ZIM Points to Lingering Market Volatility as It Recovers from Loss

                                                                             Image Courtesy: ZIM

Market conditions in the container shipping industry remain volatile despite the recent pick up in rates, according to Israeli shipping company ZIM.

Mergers and alliance reshuffling in the sector did contribute to a recovery, however, overcapacity still exists in the market and rates partially decreased towards the end of 2017, the company said while announcing full-year results.

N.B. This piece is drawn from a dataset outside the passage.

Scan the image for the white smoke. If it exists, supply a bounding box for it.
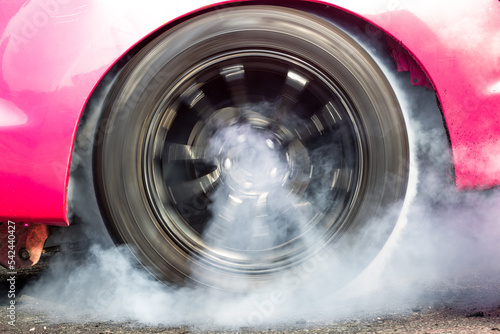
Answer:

ZIM managed to seize the benefits of the market recovery to return to the black in 2017, with a reported profit of USD 50 million. This is a major comeback from the loss of USD 150 million booked for 2016.

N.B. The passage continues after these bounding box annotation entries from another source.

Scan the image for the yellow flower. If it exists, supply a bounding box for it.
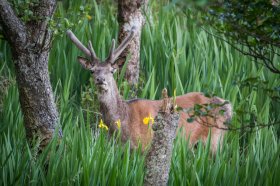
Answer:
[115,119,121,129]
[86,15,92,21]
[98,119,108,130]
[143,113,154,125]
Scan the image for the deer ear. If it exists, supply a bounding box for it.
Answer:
[77,56,93,70]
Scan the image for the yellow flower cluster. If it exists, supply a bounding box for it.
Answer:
[143,113,155,125]
[115,119,121,129]
[98,119,108,130]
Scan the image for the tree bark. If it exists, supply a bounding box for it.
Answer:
[118,0,148,85]
[144,92,180,186]
[0,0,61,149]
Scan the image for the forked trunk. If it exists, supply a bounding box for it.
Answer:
[118,0,148,85]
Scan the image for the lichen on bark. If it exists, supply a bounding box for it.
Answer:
[144,112,180,186]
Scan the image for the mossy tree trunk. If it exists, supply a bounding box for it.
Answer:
[0,0,58,149]
[144,93,180,186]
[118,0,148,85]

Nevertheless, the downward trend in rates in the final quarter of 2017 saw ZIM report a net loss of USD 10 million for the three months ended December 31.

“I’m proud to say that ZIM’s financial results position us at the very top of the shipping industry. ZIM is undergoing a profound process of change and improvement in all aspects of its activity, as is evident from its 2017 results,” Eli Glickman, ZIM’s President & CEO, said.

“We lead the introduction of innovative digital solutions that will enable us to cater for changing market needs swiftly and efficiently. ZIM continues with its relentless efforts to improve customer service and to cost reductions, in order to achieve profitability. At the same time, the long-term overcapacity in the market and rising bunker rates continue to burden the industry as a whole.” 

For the full year, ZIM’s total revenues were USD 2.97 billion, compared to USD 2.53 billion in 2016, which is a 17 pct increase year-on-year.

The company carried 2,629 thousand TEUs in 2017, which was described by ZIM as an all-time record of containers carried, reflecting an increase of 8 pct when compared to 2016.